Von der Idee bis zur Realisierung dieses Werks hat es zwei Jahre gedauert. Erste Überlegungen skizzierte Dao Droste zunächst auf Papier. Für die Form ihres Kunstwerks überlegte sie sich verschiedene geschwungene Formen. Sie wollte die „Energie des Lebens“ in Bronze darstellen. Es folgten erste Skulptur-entwürfe. Schließlich entwickelte die Künstlerin einen dreidimensionalen Entwurf, der in 3-D-Technik gedruckt wurde. Anhand dieser Negativform wurde die Skulptur in sechs Teilen in einer Bronzegießerei in Straubing gegossen, dann zusammengefügt, verschweißt und mit Hochglanzlack überzogen.

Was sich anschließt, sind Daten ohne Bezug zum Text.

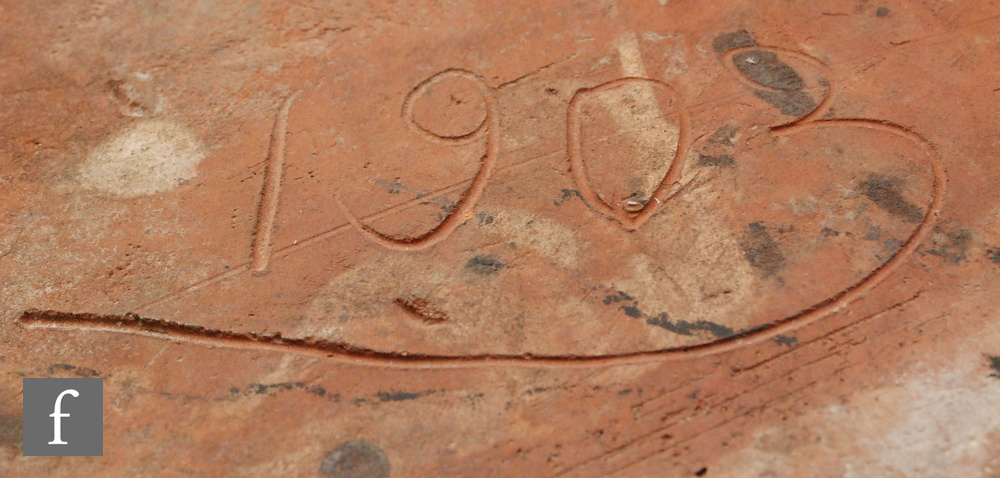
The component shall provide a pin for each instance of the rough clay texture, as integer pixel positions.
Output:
(610, 238)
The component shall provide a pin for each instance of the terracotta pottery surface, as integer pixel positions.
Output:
(493, 238)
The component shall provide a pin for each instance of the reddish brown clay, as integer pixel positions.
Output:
(612, 238)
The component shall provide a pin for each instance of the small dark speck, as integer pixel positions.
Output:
(786, 340)
(993, 255)
(484, 218)
(995, 365)
(632, 310)
(484, 265)
(723, 161)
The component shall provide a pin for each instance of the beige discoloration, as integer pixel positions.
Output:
(636, 110)
(700, 272)
(148, 157)
(940, 424)
(552, 240)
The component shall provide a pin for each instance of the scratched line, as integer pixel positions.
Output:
(263, 238)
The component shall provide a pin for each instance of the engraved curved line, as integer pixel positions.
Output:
(465, 207)
(304, 244)
(823, 106)
(132, 324)
(263, 237)
(629, 220)
(343, 352)
(407, 110)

Die nach oben strebende Bronzeskulptur verkörpert auf künstlerisch-ästhetische Weise das Element „Bewegung“ und steht für die Energie des Lebens, für Wachstum, Zukunft, Offenheit und Toleranz.

Dao Droste wurde in Vietnam geboren. In Saigon wuchs sie mit elf Geschwistern auf. Im Alter von 19 Jahren hat die heute im In- und Ausland gefragte Malerin, Bildhauerin und Installationskünstlerin ihr Heimatland verlassen, um in Deutschland zu studieren, zu leben und zu arbeiten.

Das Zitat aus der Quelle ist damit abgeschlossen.